1. Bacterial & Fungal Cell Wall Components

• LPS (lipopolysaccharides) from Gram-negative bacteria bind to LBP (LPS-binding protein).

  • SOCS1 (Suppressor of Cytokine Signaling 1) inhibits the signaling cascade triggered by LPS.

  • This serves as a regulatory mechanism to prevent overactivation of the immune response and limit excessive NO production.

• CD14 (LPS receptor) on macrophages/neutrophils interacts with TLR4 (Toll-like receptor 4) and MD2.

• This triggers intracellular signaling cascades via adaptor proteins.

• TRAF6 & p38 are activated, leading to IKK (IκB kinase) phosphorylation.

• NF-KB is released, translocates to the nucleus, and induces iNOS transcription.

  • Normally, NF-κB is trapped in the cytoplasm because it is bound to a protein called IκB (inhibitor of NF-κB).

  • IKK phosphorylates (adds phosphate groups to) IκB.

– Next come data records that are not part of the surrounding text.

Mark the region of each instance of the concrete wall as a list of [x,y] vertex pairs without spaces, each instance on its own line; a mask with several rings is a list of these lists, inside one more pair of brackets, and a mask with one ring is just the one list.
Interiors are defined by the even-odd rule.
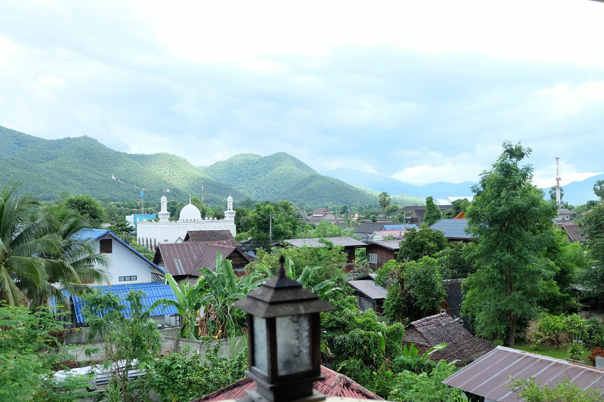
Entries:
[[[180,353],[187,349],[188,346],[188,352],[187,356],[190,356],[196,352],[199,353],[202,356],[205,356],[206,346],[202,341],[178,338],[176,336],[171,336],[175,334],[175,332],[178,333],[179,330],[179,328],[163,330],[162,335],[164,336],[164,337],[161,342],[161,354],[167,356],[171,353]],[[219,342],[219,340],[212,340],[210,344],[216,345]],[[220,345],[219,354],[221,356],[233,356],[233,351],[236,354],[246,345],[246,338],[245,337],[239,337],[233,340],[225,339]],[[103,360],[107,359],[104,347],[104,344],[102,341],[96,340],[68,350],[67,353],[72,355],[73,360],[77,362],[86,362],[89,360]],[[84,350],[86,348],[98,348],[99,351],[96,353],[93,353],[90,357],[88,357],[84,353]]]

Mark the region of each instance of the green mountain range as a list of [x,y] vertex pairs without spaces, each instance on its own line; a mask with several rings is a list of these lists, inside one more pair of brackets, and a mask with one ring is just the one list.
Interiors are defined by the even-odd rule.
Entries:
[[284,152],[268,156],[240,154],[201,168],[212,177],[258,200],[291,200],[298,204],[365,205],[377,197],[341,180],[319,174]]
[[297,204],[377,204],[364,189],[322,176],[291,155],[236,155],[197,168],[169,153],[129,154],[109,148],[88,136],[45,139],[0,126],[0,182],[22,182],[21,193],[43,200],[63,191],[89,194],[114,200],[158,200],[163,191],[170,199],[185,201],[199,196],[202,183],[207,202],[222,204],[229,195],[257,200],[291,200]]

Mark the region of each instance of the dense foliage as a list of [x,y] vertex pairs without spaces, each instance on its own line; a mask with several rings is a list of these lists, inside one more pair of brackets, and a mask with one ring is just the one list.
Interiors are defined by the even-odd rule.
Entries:
[[71,357],[50,333],[65,324],[47,308],[0,305],[0,401],[74,401],[86,396],[76,390],[86,386],[88,376],[56,377],[57,369],[67,368],[61,362]]
[[535,377],[528,380],[514,380],[508,386],[512,391],[517,392],[518,399],[524,398],[527,402],[597,402],[601,400],[599,394],[588,388],[583,391],[576,384],[571,383],[569,378],[558,383],[554,387],[548,385],[541,386],[535,382]]
[[206,342],[203,356],[194,353],[187,357],[186,350],[172,353],[155,364],[149,384],[162,401],[188,402],[244,378],[247,348],[234,356],[219,356],[220,348],[220,342],[213,345]]
[[434,200],[432,197],[426,198],[426,214],[423,217],[423,222],[426,225],[430,225],[440,220],[440,209],[434,203]]
[[43,304],[49,296],[62,302],[59,285],[79,293],[93,281],[106,279],[107,260],[90,240],[73,235],[89,225],[63,206],[40,209],[35,197],[14,195],[7,184],[0,193],[0,299],[14,305]]
[[554,240],[556,207],[532,184],[532,168],[518,166],[531,150],[509,142],[503,147],[473,189],[476,196],[466,212],[478,237],[471,258],[480,269],[464,281],[462,306],[478,334],[513,347],[519,320],[535,317],[546,292],[557,290],[554,266],[543,253]]
[[405,232],[405,240],[400,241],[397,260],[401,261],[419,260],[423,257],[434,257],[447,246],[447,240],[440,231],[412,228]]
[[[100,289],[82,295],[85,302],[81,311],[89,327],[88,339],[92,341],[100,335],[107,357],[106,361],[93,366],[109,375],[111,382],[117,383],[123,402],[134,402],[146,395],[149,389],[147,377],[132,379],[128,373],[152,367],[155,356],[161,349],[157,324],[142,302],[144,296],[143,291],[130,290],[123,300]],[[127,317],[124,302],[129,305]],[[88,346],[85,353],[89,357],[98,349]]]

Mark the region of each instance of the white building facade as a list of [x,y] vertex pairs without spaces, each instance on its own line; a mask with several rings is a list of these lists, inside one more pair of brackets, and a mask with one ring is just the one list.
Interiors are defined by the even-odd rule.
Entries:
[[158,213],[159,222],[139,222],[137,225],[137,243],[149,250],[156,250],[157,245],[165,243],[182,241],[189,231],[230,231],[233,237],[236,234],[236,212],[233,209],[233,197],[226,199],[226,210],[224,219],[201,217],[199,209],[191,203],[181,210],[178,221],[170,222],[167,200],[161,197],[161,211]]

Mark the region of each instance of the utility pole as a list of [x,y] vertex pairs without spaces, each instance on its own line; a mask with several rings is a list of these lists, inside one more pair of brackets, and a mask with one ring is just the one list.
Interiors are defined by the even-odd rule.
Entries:
[[268,240],[269,243],[272,244],[272,214],[269,214],[268,219]]

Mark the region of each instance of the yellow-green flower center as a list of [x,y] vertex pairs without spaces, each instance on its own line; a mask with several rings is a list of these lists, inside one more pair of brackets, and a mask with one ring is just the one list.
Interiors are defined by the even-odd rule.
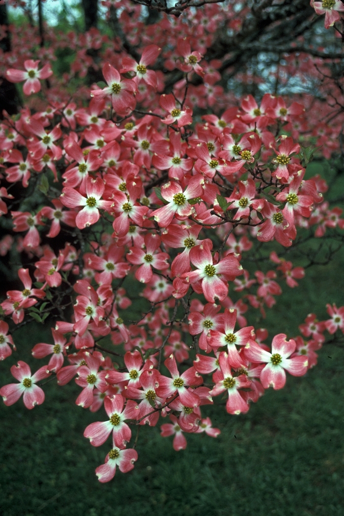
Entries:
[[93,383],[95,383],[97,381],[96,377],[95,375],[89,375],[86,378],[87,380],[87,383],[90,383],[91,385],[93,385]]
[[279,353],[274,353],[270,360],[273,365],[278,365],[282,361],[282,358]]
[[178,109],[177,107],[175,107],[171,111],[171,114],[172,115],[172,117],[175,118],[176,117],[178,117],[181,112],[182,111],[181,111],[180,109]]
[[145,398],[146,399],[148,399],[149,400],[150,400],[152,401],[154,401],[154,400],[156,398],[156,394],[155,394],[155,392],[153,390],[153,389],[150,389],[148,391],[147,391],[147,392],[145,394]]
[[109,459],[118,459],[120,456],[120,452],[118,450],[113,448],[112,450],[110,450],[109,452]]
[[121,423],[121,418],[118,414],[111,414],[110,416],[110,423],[113,426],[118,426]]
[[185,238],[184,240],[184,245],[185,247],[187,247],[188,249],[193,247],[195,245],[195,241],[193,238],[190,238],[190,237],[188,237],[187,238]]
[[123,212],[125,212],[126,213],[128,213],[129,212],[131,212],[133,209],[133,206],[129,202],[125,202],[124,204],[122,206],[122,209]]
[[282,213],[274,213],[272,220],[275,224],[282,224],[283,222],[283,216]]
[[289,194],[287,196],[286,199],[289,204],[296,204],[299,202],[299,198],[296,194]]
[[245,159],[247,161],[252,158],[251,151],[242,151],[241,156],[243,159]]
[[111,87],[111,89],[114,93],[118,94],[122,89],[121,85],[117,83],[113,83]]
[[241,208],[245,208],[249,204],[249,200],[247,197],[241,197],[238,204]]
[[145,67],[144,64],[138,64],[136,67],[136,70],[139,73],[142,73],[142,75],[147,73],[147,69]]
[[86,201],[87,206],[89,206],[90,208],[94,208],[96,203],[97,201],[94,197],[89,197]]
[[286,154],[280,154],[276,158],[276,161],[280,165],[288,165],[290,160],[290,157],[289,156],[287,156]]
[[142,140],[142,141],[141,142],[141,149],[143,149],[144,151],[148,150],[149,149],[150,146],[151,144],[150,143],[149,141],[148,141],[148,140]]
[[224,340],[228,344],[234,344],[236,342],[237,337],[234,333],[227,333]]
[[173,202],[177,206],[183,206],[186,201],[186,197],[184,194],[176,194],[173,196]]
[[32,382],[31,378],[24,378],[23,380],[23,385],[24,387],[28,389],[29,387],[31,387],[32,384]]
[[212,276],[215,276],[216,268],[215,265],[210,265],[210,264],[209,264],[208,265],[206,265],[204,267],[204,272],[207,276],[209,276],[211,278]]
[[81,173],[83,173],[84,172],[86,172],[87,170],[87,166],[86,165],[86,164],[80,163],[80,165],[79,165],[79,172],[81,172]]
[[225,389],[232,389],[235,385],[235,379],[228,377],[223,380],[223,386]]
[[173,386],[177,388],[183,387],[184,384],[184,380],[183,378],[175,378],[173,380]]

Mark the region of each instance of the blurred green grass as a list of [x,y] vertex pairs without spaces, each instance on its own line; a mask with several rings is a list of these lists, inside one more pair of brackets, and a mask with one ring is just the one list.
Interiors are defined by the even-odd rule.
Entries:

  • Phosphorylated IκB is marked for destruction by the proteasome.

  • Once IκB is destroyed, NF-κB is free to move into the nucleus.

  • In the nucleus, NF-κB turns on genes related to inflammation, immune response, and cell defense.

2. Cytokines from Infected Cells

• Interferons (IFNs) exhibit antiviral, immunostimulatory, antiproliferative, and antitumor effects.

• IFN-α - secreted by leukocytes.

• IFN-ß - secreted by fibroblasts.

• IFN-γ - produced by lymphocytes, activates JAK-STAT signaling.

• Leads to IRF1 (Interferon Response Factor-1) synthesis, stimulating iNOS mRNA transcription.